Build the sequence pointers per the sequence lengths and dtype size

Parameters:

sequence_lengths (List[int]) – The length of each sequence

Returns:

The pointer to the beginning of each sequence

Return type:

List[int]

class nemo_automodel.components.datasets.llm.megatron.indexed_dataset._IndexReader(idx_path: str, multimodal: bool)#

Object class to read the index (.idx) file

Parameters:
  • idx_path (str) – The path to the index file

  • multimodal (bool) – Whether the dataset is multimodal

Initialization

__del__() None#

Clean up the object

__len__() int#

Get the number of sequences in the dataset

Returns:

The number of sequences in the dataset

Return type:

int

__getitem__(
idx: int,
) Tuple[numpy.int32, numpy.int64, Optional[numpy.int8]]#

Return the pointer, length, and mode at the index

Parameters:

idx (int) – The index into the dataset

Returns:

The pointer, length and mode at the index

Return type:

Tuple[numpy.int32, numpy.int64, Optional[numpy.int8]]

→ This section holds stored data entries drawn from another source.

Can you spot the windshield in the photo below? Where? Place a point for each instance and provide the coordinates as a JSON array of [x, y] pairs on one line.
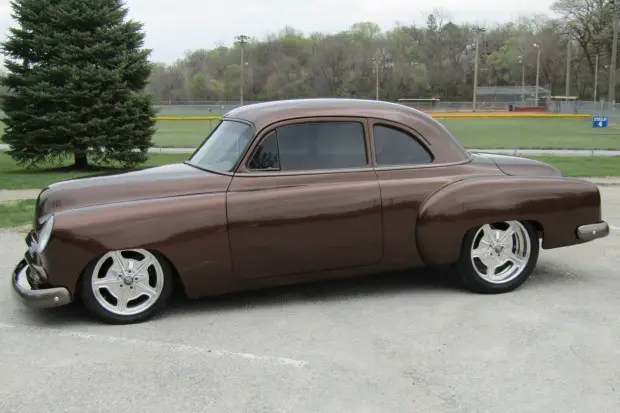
[[222, 149]]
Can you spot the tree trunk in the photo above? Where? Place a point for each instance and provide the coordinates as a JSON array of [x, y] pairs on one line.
[[81, 161]]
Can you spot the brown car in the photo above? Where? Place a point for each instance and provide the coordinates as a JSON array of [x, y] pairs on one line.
[[293, 191]]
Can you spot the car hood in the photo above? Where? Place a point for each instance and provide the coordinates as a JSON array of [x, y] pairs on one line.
[[519, 166], [155, 182]]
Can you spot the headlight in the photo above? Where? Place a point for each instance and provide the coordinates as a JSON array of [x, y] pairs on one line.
[[45, 234]]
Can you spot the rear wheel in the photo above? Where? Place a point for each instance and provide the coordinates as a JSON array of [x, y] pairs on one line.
[[127, 286], [498, 257]]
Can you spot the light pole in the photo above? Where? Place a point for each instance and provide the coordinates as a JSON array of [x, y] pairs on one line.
[[595, 78], [242, 39], [379, 61], [522, 61], [536, 45], [614, 53], [568, 59], [478, 31], [376, 63]]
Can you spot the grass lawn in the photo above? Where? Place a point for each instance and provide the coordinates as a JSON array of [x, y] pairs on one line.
[[16, 213], [13, 177], [520, 133], [584, 166], [532, 133], [182, 134]]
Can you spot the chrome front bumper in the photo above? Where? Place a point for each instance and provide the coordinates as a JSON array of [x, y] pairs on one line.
[[29, 281], [36, 298], [591, 232]]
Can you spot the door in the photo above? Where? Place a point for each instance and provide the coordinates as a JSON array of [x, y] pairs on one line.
[[305, 199]]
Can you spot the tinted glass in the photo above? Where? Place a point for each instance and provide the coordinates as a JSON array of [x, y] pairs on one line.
[[266, 156], [395, 147], [222, 149], [324, 145]]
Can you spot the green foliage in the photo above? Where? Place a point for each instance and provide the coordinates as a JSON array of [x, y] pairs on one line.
[[435, 59], [77, 74]]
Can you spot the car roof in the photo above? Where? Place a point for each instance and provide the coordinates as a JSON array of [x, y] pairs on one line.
[[278, 110], [444, 146]]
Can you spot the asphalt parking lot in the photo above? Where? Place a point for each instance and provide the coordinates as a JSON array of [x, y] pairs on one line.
[[397, 343]]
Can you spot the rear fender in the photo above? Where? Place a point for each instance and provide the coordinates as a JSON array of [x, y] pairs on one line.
[[559, 205]]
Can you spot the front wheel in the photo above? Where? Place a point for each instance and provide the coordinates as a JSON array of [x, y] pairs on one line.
[[498, 257], [126, 286]]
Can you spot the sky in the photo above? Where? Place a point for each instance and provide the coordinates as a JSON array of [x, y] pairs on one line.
[[174, 27]]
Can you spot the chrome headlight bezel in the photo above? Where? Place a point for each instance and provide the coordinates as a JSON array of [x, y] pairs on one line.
[[45, 234]]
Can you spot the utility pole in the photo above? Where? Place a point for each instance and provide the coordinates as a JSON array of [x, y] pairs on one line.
[[522, 61], [614, 53], [376, 64], [381, 60], [595, 78], [242, 39], [536, 45], [478, 31], [568, 59]]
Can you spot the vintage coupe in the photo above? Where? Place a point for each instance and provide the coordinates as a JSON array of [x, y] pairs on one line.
[[294, 191]]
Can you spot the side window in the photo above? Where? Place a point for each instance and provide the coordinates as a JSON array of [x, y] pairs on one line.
[[321, 145], [266, 156], [395, 147]]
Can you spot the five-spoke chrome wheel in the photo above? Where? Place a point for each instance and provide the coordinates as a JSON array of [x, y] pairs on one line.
[[500, 251], [498, 257], [126, 285]]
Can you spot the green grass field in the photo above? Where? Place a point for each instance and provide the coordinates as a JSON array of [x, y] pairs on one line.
[[518, 133], [13, 177], [521, 133], [16, 213]]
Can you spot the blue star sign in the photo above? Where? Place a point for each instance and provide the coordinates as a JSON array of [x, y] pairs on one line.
[[599, 121]]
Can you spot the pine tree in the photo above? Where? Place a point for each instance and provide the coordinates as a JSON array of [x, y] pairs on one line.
[[77, 71]]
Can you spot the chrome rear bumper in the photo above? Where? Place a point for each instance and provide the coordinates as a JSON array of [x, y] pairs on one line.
[[591, 232]]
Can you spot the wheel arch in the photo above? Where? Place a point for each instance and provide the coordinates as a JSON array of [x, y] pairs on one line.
[[554, 206], [191, 235], [160, 256]]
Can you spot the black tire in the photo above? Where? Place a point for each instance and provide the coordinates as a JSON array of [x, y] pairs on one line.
[[473, 281], [92, 304]]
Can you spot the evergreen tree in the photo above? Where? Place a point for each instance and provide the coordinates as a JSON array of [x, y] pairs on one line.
[[77, 71]]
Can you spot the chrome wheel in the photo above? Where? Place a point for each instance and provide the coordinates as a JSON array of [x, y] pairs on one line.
[[500, 252], [127, 282]]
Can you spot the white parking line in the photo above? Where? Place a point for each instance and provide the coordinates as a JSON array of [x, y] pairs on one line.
[[177, 347]]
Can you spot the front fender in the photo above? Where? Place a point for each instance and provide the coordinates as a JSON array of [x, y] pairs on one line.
[[191, 231], [557, 204]]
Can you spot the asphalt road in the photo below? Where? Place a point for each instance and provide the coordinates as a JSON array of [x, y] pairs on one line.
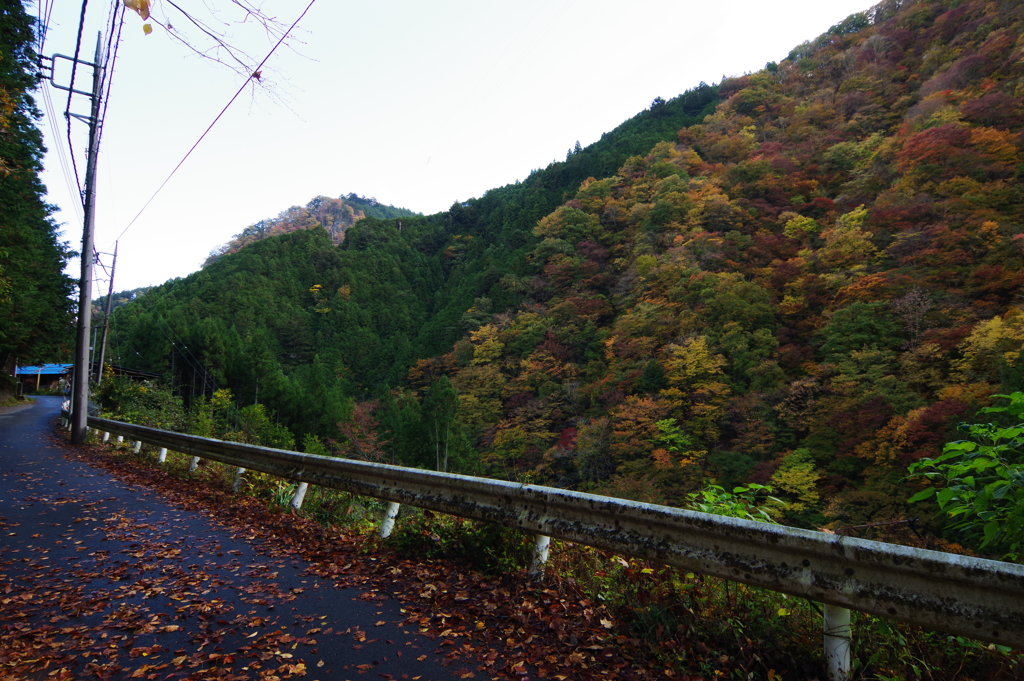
[[101, 579]]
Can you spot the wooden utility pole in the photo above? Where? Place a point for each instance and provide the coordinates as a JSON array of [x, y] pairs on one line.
[[107, 318], [80, 391]]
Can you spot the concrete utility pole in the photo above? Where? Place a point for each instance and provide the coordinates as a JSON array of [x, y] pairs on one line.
[[80, 389]]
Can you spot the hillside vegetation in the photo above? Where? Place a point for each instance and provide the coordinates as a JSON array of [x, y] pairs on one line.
[[805, 277]]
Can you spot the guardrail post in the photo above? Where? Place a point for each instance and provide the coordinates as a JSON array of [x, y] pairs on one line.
[[239, 479], [388, 524], [300, 494], [838, 635], [541, 547]]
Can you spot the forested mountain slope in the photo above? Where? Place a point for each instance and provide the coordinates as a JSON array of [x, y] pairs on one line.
[[36, 321], [808, 287]]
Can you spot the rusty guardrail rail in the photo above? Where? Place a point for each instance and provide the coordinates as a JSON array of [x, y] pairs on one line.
[[966, 596]]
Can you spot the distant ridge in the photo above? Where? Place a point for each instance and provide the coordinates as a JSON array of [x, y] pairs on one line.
[[335, 215]]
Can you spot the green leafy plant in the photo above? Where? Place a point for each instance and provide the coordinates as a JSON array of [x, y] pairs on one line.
[[742, 502], [978, 482]]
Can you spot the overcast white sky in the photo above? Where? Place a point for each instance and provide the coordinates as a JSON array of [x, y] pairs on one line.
[[419, 104]]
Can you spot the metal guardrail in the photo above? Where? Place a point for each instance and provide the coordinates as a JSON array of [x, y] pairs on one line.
[[972, 597]]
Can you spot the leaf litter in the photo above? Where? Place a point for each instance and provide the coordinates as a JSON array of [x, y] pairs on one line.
[[160, 603]]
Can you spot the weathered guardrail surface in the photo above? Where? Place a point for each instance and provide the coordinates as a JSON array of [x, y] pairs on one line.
[[973, 597]]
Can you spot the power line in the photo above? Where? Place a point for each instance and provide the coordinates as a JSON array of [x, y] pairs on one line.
[[71, 93], [222, 112]]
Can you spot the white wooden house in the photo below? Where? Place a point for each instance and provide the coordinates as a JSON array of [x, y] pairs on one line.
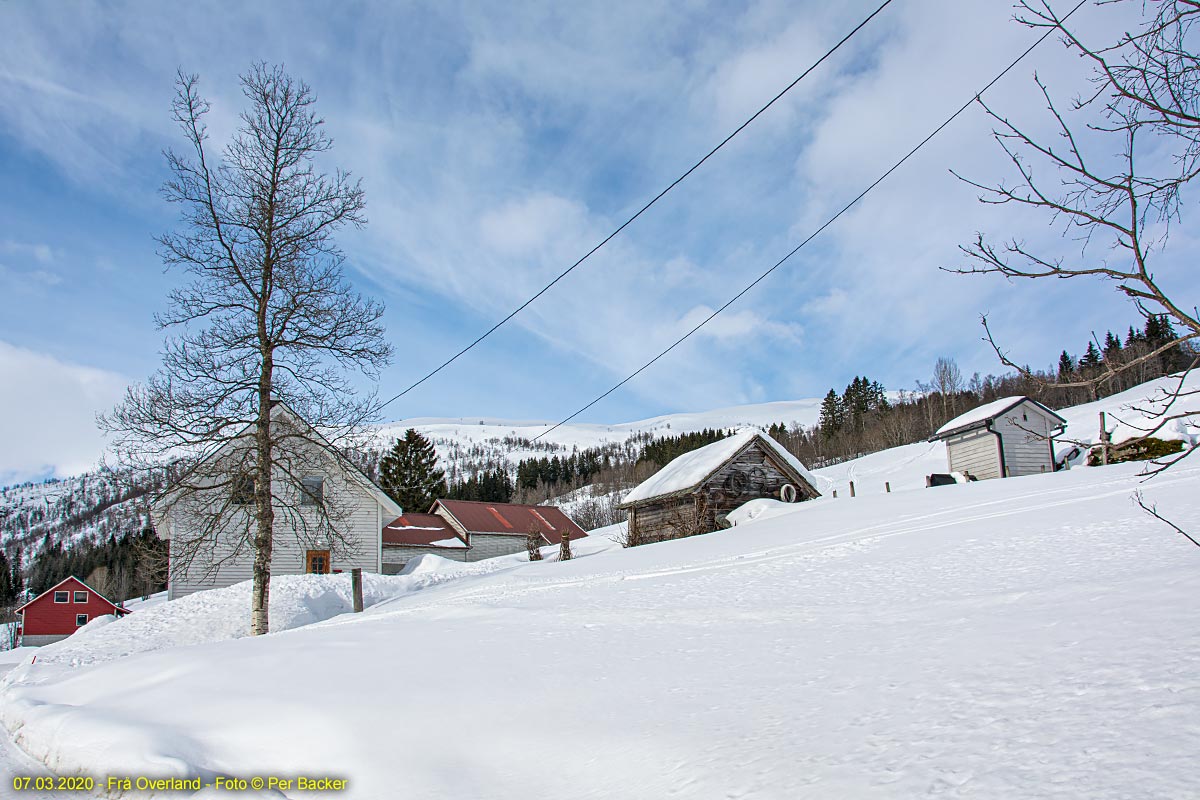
[[1006, 438], [352, 540]]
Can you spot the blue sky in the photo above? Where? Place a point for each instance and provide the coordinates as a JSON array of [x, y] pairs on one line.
[[499, 142]]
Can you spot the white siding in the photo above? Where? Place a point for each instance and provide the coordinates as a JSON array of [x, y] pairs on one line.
[[976, 452], [486, 546], [396, 558], [1026, 434], [359, 540]]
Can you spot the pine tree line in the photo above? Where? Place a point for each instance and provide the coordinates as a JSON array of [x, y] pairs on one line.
[[665, 450]]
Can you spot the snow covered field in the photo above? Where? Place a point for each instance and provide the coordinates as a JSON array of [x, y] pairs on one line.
[[1032, 637]]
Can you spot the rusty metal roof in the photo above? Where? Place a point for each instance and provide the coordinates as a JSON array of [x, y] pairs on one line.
[[420, 529], [510, 518]]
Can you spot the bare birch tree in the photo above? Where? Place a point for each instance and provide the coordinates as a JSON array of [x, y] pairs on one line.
[[1144, 106], [267, 323]]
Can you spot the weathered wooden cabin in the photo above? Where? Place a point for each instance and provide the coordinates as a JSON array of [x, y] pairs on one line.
[[1006, 438], [695, 492]]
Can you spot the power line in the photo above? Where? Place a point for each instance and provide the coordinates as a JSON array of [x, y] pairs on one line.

class nemo_automodel.components.datasets.llm.megatron.indexed_dataset._BinReader#

Bases: abc.ABC

Abstract class to read the data (.bin) file

abstractmethod read(
dtype: Type[numpy.number],
count: int,
offset: int,
) numpy.ndarray#

Read bytes into a numpy array.

Parameters:
  • dtype (Type[numpy.number]) – Data-type of the returned array.

  • count (int) – Number of items to read.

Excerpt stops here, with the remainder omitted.